Kostenfreie „Altpapier“-Anlieferung: Werbeflut und Informationsgewinnung

Jeden Freitag/Samstag  erscheint sich ein unaufhörlicher Strom von Printwerbung in die Briefkästen zu ergießen. Gefühlte 3 Tonnen Werbeheftchen wollen in irgendeiner Weise behandelt werden. Sie bitten darum, gelesen zu werden, wandern aber meist ungelesen in die Grüne Tonne und erleben einen 2. bis 300. Frühling nach dem Recycling.

Auf dem Bild ist auch nur ein kleiner Ausschnitt der am Wochen-Ende anfallenden Werbung zu sehen (Wo sind Aldi und Lidl? Zum Zeitpunkt des Bildes wohl schon entsorgt ….).

Dazu kommt außerdem noch die „bestellte“ Werbung von den Firmen, bei denen man Kunde ist und explizit oder kongruent zugestimmt hat, Grüne-Tonnen-Füllmaterial zu erhalten (als Brief oder Werbesendung per Post).

Nicht umsonst steht bereits an ca. 30-40 % aller Briefkästen „KEINE WERBUNG„. Die „Robinsons“ sind längst unter uns! Natürlich macht diese Werbeflut (ein wenig) Sinn, sonst würden die Firmen dafür nicht diesen Aufwand treiben. Es wird sich für sie schon rechnen.

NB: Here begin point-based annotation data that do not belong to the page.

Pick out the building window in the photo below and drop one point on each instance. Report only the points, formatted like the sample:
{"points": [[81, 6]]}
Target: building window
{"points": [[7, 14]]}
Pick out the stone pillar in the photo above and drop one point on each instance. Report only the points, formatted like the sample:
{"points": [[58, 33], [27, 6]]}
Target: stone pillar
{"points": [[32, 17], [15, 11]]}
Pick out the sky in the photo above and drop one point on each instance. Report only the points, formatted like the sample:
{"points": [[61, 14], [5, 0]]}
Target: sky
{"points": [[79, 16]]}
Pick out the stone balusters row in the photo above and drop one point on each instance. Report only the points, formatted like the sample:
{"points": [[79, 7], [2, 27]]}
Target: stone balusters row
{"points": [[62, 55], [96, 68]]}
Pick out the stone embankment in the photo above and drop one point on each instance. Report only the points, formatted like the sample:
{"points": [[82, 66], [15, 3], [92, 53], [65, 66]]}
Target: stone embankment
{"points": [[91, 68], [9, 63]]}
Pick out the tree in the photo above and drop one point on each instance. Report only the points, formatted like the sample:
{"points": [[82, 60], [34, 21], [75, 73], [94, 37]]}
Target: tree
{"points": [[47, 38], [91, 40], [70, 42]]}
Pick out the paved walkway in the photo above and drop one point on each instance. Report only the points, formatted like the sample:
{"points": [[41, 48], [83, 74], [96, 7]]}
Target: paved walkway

Manche Hausfrau wird auch die Angebote genau studieren, um beim Einkauf zu sparen. Das ist zwar etwas mühsam und gar nicht so einfach (Fahrtkosten berücksichtigen!), aber im Zeichen der steigenden (erlebten!) Inflation bestimmt nicht falsch. Die seit einiger Zeit aufkommenden Mogelpackungen ( z. B. 200 g statt der gewohnten 250 g ) machen das schon zu einer anspruchsvolleren Aufgabe mit mathematischem Hintergrund. Da wäre ein vergleichender „Preisüberblick“ hier im Netz nicht schlecht, in dem man zumindest die wichtigsten Produkte (die Lockangebote) der Läden aufgelistet sähe. Falls es „da draußen“ eine Hausfrau (oder einen Hausmann) gibt, die/der sowieso die Preise intensiv vergleicht … wir würden ihr/ihm hier gerne ein Online-Forum geben.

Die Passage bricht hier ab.